Alexander Gore Arkwright
Hore-Ruthven, 1st Baron Gowrie (6 July 1872 - 2 May 1955, tenth
Governor-General of Australia, was born in Windsor, Berkshire, England,
the second son of the 8th Baron Ruthven. He was educated at Eton, but
withdrawn due to poor eyesight. In 1898 he joined the Army, and served
in the Sudan, where he won the Victoria Cross. In 1905 he became aide-de-camp
to Lord Dudley, then Lord Lieutenant of Ireland, and in 1908 he married
Zara Pollok. They had one son.
In 1908 Dudley was appointed
Governor-General of Australia, and Hore-Ruthven (pronounced Hore-Riven)
went with him as military secretary. He left in 1910 and returned to
military service in India. During the First World War he served in
France and at Gallipoli, where he was severely wounded. He finished the
war as a Brigadier-General, and commanded British forces in Germany in
1919-20. He then held various Army staff positions until 1928, when he
was appointed Governor of South Australia.

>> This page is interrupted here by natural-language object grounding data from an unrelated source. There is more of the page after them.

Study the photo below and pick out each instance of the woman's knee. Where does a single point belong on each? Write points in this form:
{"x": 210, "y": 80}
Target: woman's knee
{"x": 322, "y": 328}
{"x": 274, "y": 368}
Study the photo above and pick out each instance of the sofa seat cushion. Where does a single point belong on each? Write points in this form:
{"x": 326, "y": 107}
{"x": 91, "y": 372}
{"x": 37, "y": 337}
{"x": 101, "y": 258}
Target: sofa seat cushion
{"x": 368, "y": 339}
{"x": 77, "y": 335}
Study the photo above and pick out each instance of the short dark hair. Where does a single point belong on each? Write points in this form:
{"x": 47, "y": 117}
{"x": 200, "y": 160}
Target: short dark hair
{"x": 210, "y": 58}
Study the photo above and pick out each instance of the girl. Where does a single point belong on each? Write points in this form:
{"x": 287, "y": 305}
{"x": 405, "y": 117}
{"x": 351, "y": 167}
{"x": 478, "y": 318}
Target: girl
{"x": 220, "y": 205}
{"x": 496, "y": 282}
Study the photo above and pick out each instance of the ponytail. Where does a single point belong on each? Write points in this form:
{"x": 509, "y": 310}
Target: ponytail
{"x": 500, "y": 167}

His term ended in 1934, and
he was then promptly appointed Governor of New South Wales, with the
title Baron Gowrie.
With such a fine military record, and
such extensive vice-regal experience, Gowrie was an obvious choice to
succeed Sir Isaac Isaacs when he retired as Governor-General in 1936. In
accordance with established practice, the Prime Minister, Joseph Lyons,
was offered several alternatives, but Gowrie was the outstanding
candidate given the Lyons had no intention of appointing another
Australian to the post.
Gowrie was a popular if unobtrusive
figure in Australia. The days when Governors-General exercised
significant power or even participated in negotiations between the
Australian and British governments had now passed. Nevertheless, Gowrie
set a precedent in 1938 when he toured the Netherlands East Indies at
the invitation of the colonial administration. This was the first time a
Governor-General had represented Australia abroad.

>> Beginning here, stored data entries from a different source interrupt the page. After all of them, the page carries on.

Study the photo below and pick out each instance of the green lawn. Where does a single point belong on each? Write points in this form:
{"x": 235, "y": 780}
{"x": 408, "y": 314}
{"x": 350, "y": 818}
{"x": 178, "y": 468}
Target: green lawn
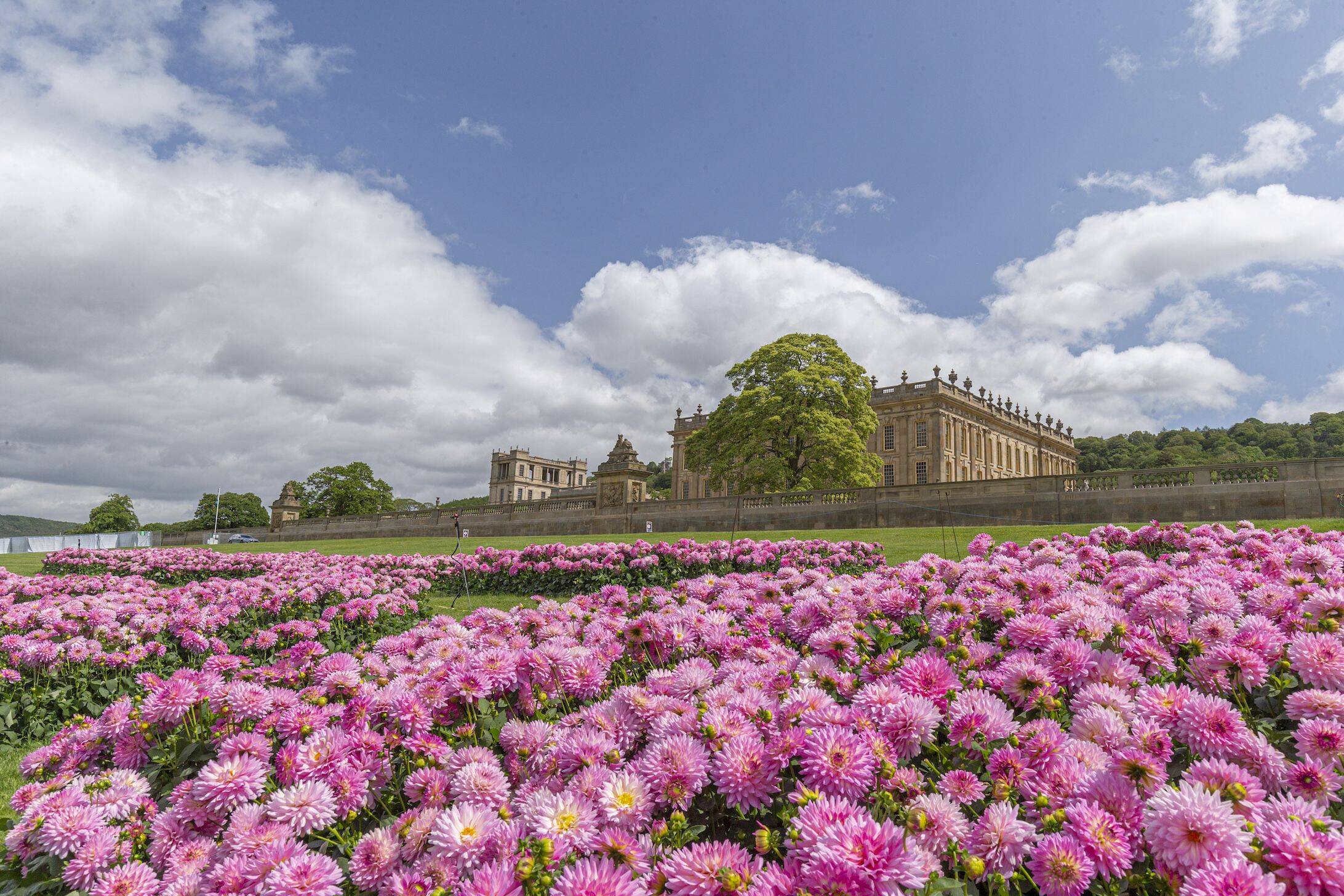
{"x": 901, "y": 545}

In April 1939 Lyons died suddenly, the
first time this had happened in Australia. Gowrie commissioned Sir Earle
Page, the leader of the Country Party, as acting Prime Minister until
the United Australia Party could choose a new leader. This was the only
circumstance in which the Governor-General still had some personal
Gowrie's political skills were tested
again after the 1940 election, which left the UAP Prime Minister, Robert
Menzies, dependent on the votes of two independent members to stay in
power. When the UAP dumped Menzies as leader, the independent members
voted to put the government out. Gowrie sent for them and demanded that
they give him a guarantee that if he commissioned the Labor leader, John
Curtin, they would support him and end the instability in government.
In wartime Gowrie saw his duty as
supporting the government and the British Empire, and also the troops.

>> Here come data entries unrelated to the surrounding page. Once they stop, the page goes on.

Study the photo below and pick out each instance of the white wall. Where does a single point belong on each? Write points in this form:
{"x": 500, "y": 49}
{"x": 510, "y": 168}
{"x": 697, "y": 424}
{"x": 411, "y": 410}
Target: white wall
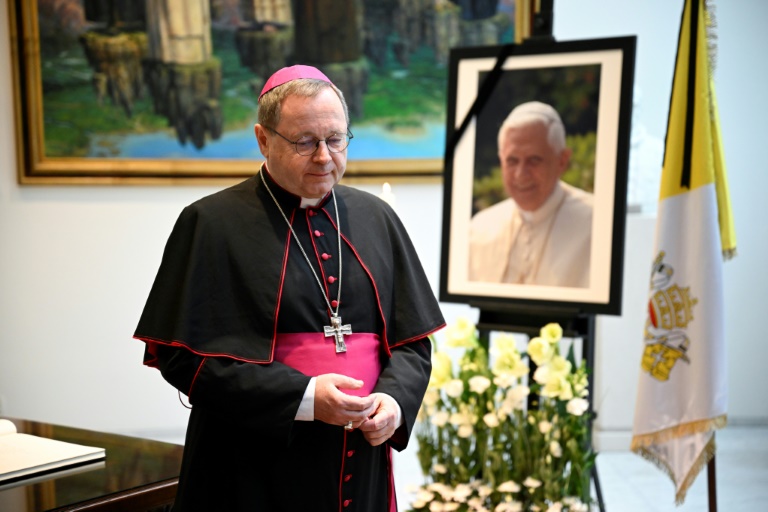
{"x": 76, "y": 263}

In 1943 he undertook a four-week tour of inspection of Allied Defence
Forces in northern Australia and New Guinea. Shortly before this, he and
Lady Gowrie learned that their son, Patrick, had been killed in Libya
the previous year.
Gowrie's term ended in September 1944
and he returned to Britain, where he was created Earl of Gowrie
and appointed Deputy Constable and Lieutenant-Governor of Windsor
Castle. In 1948 he was elected president of the Marylebone Cricket Club.
He died in May 1955 at his home in Gloucestershire.